PLoS One. 2019 Mar 15;14(3):e0213004. doi: 10.1371/journal.pone.0213004. eCollection 2019.
US image registration is an important task e.g. in Computer Aided Surgery. Due to tissue deformation occurring between pre-operative and interventional images often deformable registration is necessary. We present a registration method focused on surface structures (i.e. saliencies) of soft tissues like organ capsules or vessels. The main concept follows the idea of representative landmarks (so called leading points). These landmarks represent saliencies in each image in a certain region of interest. The determination of deformation was based on a geometric model assuming that saliencies could locally be described by planes. These planes were calculated from the landmarks using two dimensional linear regression. Once corresponding regions in both images were found, a displacement vector field representing the local deformation was computed. Finally, the deformed image was warped to match the pre-operative image. For error calculation we used a phantom representing the urinary bladder and the prostate. The phantom could be deformed to mimic tissue deformation. Error calculation was done using corresponding landmarks in both images. The resulting target registration error of this procedure amounted to 1.63 mm. With respect to patient data a full deformable registration was performed on two 3D-US images of the abdomen. The resulting mean distance error was 2.10 ± 0.66 mm compared to an error of 2.75 ± 0.57 mm from a simple rigid registration. A two-sided paired t-test showed a p-value < 0.001. We conclude that the method improves the results of the rigid registration considerably. Provided an appropriate choice of the filter there are many possible fields of applications.
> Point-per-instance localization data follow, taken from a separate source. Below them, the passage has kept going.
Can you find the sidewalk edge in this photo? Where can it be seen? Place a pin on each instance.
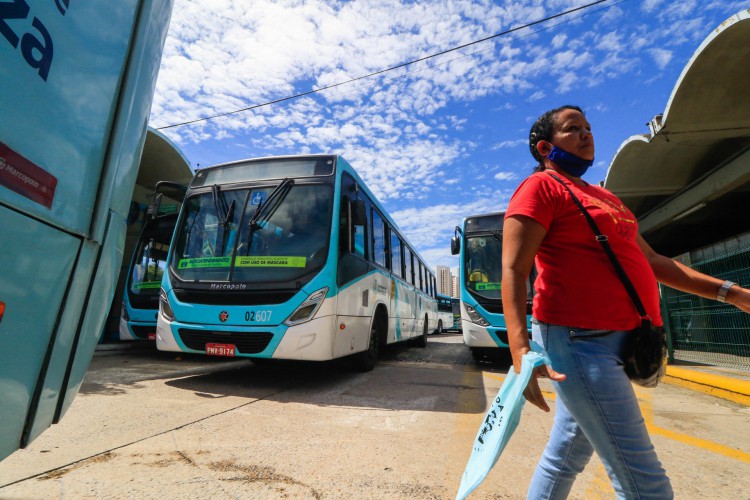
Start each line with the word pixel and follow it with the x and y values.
pixel 722 387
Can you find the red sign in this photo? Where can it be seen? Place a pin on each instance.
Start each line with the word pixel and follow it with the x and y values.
pixel 20 175
pixel 220 349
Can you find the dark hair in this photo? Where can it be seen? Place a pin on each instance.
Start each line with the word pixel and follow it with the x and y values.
pixel 542 131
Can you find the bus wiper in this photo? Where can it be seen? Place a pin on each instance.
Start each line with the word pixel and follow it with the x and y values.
pixel 266 209
pixel 271 204
pixel 223 212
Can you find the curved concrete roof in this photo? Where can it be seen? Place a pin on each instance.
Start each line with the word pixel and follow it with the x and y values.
pixel 162 160
pixel 693 169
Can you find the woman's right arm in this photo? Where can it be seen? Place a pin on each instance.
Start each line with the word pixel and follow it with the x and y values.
pixel 522 237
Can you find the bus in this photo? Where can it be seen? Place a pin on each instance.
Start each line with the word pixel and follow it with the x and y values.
pixel 479 246
pixel 445 313
pixel 456 309
pixel 76 85
pixel 140 300
pixel 291 257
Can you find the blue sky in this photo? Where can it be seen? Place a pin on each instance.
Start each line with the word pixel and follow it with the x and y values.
pixel 437 140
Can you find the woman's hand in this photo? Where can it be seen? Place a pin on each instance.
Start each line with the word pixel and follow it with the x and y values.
pixel 533 393
pixel 739 297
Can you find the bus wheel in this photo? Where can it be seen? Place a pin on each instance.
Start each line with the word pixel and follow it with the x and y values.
pixel 365 361
pixel 422 339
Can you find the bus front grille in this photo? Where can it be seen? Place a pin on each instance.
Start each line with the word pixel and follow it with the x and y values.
pixel 245 342
pixel 142 332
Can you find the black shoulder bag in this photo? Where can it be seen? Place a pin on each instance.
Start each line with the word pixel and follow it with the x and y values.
pixel 645 355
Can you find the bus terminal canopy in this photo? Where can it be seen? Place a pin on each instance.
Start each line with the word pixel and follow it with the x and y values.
pixel 688 181
pixel 162 161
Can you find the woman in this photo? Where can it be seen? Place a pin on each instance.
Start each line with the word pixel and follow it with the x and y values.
pixel 582 312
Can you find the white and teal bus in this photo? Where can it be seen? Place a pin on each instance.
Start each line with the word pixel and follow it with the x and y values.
pixel 291 258
pixel 76 85
pixel 479 244
pixel 140 299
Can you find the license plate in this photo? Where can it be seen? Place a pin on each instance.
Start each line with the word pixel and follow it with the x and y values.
pixel 220 349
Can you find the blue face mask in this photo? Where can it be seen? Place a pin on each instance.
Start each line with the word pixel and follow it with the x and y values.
pixel 572 164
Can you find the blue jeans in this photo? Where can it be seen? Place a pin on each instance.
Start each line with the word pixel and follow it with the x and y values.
pixel 596 410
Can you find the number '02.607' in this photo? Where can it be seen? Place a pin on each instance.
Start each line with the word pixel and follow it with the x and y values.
pixel 257 316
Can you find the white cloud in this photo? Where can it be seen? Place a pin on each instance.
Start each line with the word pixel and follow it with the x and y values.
pixel 510 144
pixel 413 134
pixel 506 176
pixel 661 57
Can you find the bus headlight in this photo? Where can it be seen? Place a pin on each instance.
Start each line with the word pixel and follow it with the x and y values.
pixel 164 308
pixel 306 310
pixel 475 317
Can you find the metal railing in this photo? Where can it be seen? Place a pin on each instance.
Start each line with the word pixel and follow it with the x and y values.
pixel 707 331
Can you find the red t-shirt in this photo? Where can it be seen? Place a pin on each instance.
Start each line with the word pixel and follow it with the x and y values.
pixel 577 285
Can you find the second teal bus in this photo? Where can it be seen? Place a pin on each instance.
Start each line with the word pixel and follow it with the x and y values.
pixel 478 242
pixel 291 258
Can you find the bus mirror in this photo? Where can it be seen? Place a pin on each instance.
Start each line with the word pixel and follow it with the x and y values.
pixel 359 213
pixel 455 245
pixel 153 210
美国图像配准是一项重要任务,例如在计算机辅助手术中。由于术前和介入图像之间经常发生组织变形,因此通常需要进行可变形配准。我们提出了一种专注于软组织表面结构(即显著特征)的配准方法,例如器官囊或血管。该方法的主要概念遵循代表性地标(所谓的关键点)的想法。这些地标代表了特定感兴趣区域中每个图像中的显著特征。变形的确定基于假设显著特征可以在局部用平面描述的几何模型。这些平面是从地标使用二维线性回归计算得出的。一旦在两幅图像中找到相应的区域,就会计算代表局部变形的位移向量场。最后,将变形后的图像变形以匹配术前图像。对于误差计算,我们使用代表膀胱和前列腺的幻影。该幻影可以变形以模拟组织变形。在两幅图像中使用相应的地标进行误差计算。该过程的目标配准误差达到 1.63 毫米。对于患者数据,我们对腹部的两个 3D-US 图像进行了完整的可变形配准。与简单刚性配准的 2.75 ± 0.57 毫米误差相比,得到的平均距离误差为 2.10 ± 0.66 毫米。双侧配对 t 检验显示 p 值 < 0.001。我们得出结论,该方法大大提高了刚性配准的结果。只要选择适当的滤波器,就有许多可能的应用领域。